Markus 7:4 (TB) dan kalau pulang dari pasar mereka juga tidak makan kalau tidak lebih dahulu membersihkan dirinya. Banyak warisan lain lagi yang mereka pegang, umpamanya hal mencuci cawan, kendi dan perkakas-perkakas tembaga.

Di ayat ini kata "membersihkan" diterjemahkan dari kata kerja βαπτίσωνται (Baptisontai)

Lukas 11:38 (TB) Orang Farisi itu melihat hal itu dan ia heran, karena Yesus tidak mencuci tangan-Nya sebelum makan. 

Disini kata mencuci diterjemahkan dari kata kerja ἐβαπτίσθη (Ebaptiste)

Ibrani 9:10 (TB) karena semuanya itu, di samping makanan minuman dan pelbagai macam pembasuhan, hanyalah peraturan-peraturan untuk hidup insani, yang hanya berlaku sampai tibanya waktu pembaharuan.

Kata pembasuhan di ayat ini juga di terjemahkan dari kata kerja βαπτισμοῖς (Baptismois)

Matius 26:23 (TB) Ia menjawab: "Dia yang bersama-sama dengan Aku mencelupkan tangannya ke dalam pinggan ini, dialah yang akan menyerahkan Aku. 

Nah lagi-lagi disini kata "mencelupkan" diterjemahkan dari kata kerja Yunani ἐμβάψας (Embapsas)

Juga ada ayat yang secara eksplisit menggunakan kata kerja Yunani ἐβαπτίσαντο (Embaptisanto) tapi tidak mungkin kita paksakan untuk harus diartikan selam.

1 Korintus 10:1-2 (TB) Aku mau, supaya kamu mengetahui, saudara-saudara, bahwa nenek moyang kita semua berada di bawah perlindungan awan dan bahwa mereka semua telah melintasi laut.
Untuk menjadi pengikut Musa mereka semua telah dibaptis dalam awan dan dalam laut. 

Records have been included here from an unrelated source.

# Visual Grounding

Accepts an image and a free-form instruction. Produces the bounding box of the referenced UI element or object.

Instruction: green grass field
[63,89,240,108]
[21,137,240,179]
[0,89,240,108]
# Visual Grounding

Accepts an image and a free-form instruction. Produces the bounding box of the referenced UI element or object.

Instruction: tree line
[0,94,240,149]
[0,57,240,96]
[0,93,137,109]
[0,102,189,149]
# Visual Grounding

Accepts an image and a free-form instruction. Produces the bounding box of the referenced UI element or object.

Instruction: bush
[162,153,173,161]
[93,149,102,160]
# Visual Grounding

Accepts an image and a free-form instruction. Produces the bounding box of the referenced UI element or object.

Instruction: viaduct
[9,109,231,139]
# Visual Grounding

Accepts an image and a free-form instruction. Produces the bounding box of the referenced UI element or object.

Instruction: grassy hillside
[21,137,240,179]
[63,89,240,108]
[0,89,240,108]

Disini dikatakan bahwa nenek moyang bangsa Israel berada di bawah perlindungan awan, mereka juga dikatakan telah dibaptis dalam awan dan dalam laut. Tapi benarkah bahwa nenek moyang bangsa Israel dibaptis dalam awan dan dalam laut? Kapan mereka dibaptis dalam awan dan laut?

Mereka hanya berada di bawah naungan awan yang meneduhkan mereka dari terik matahari di siang hari dan saat mereka melintasi laut, saat itu air laut surut dan mereka berjalan di tanah yang kering di tengah laut, berjalan di tanah kering itu tidak sama dengan tenggelam dalam laut.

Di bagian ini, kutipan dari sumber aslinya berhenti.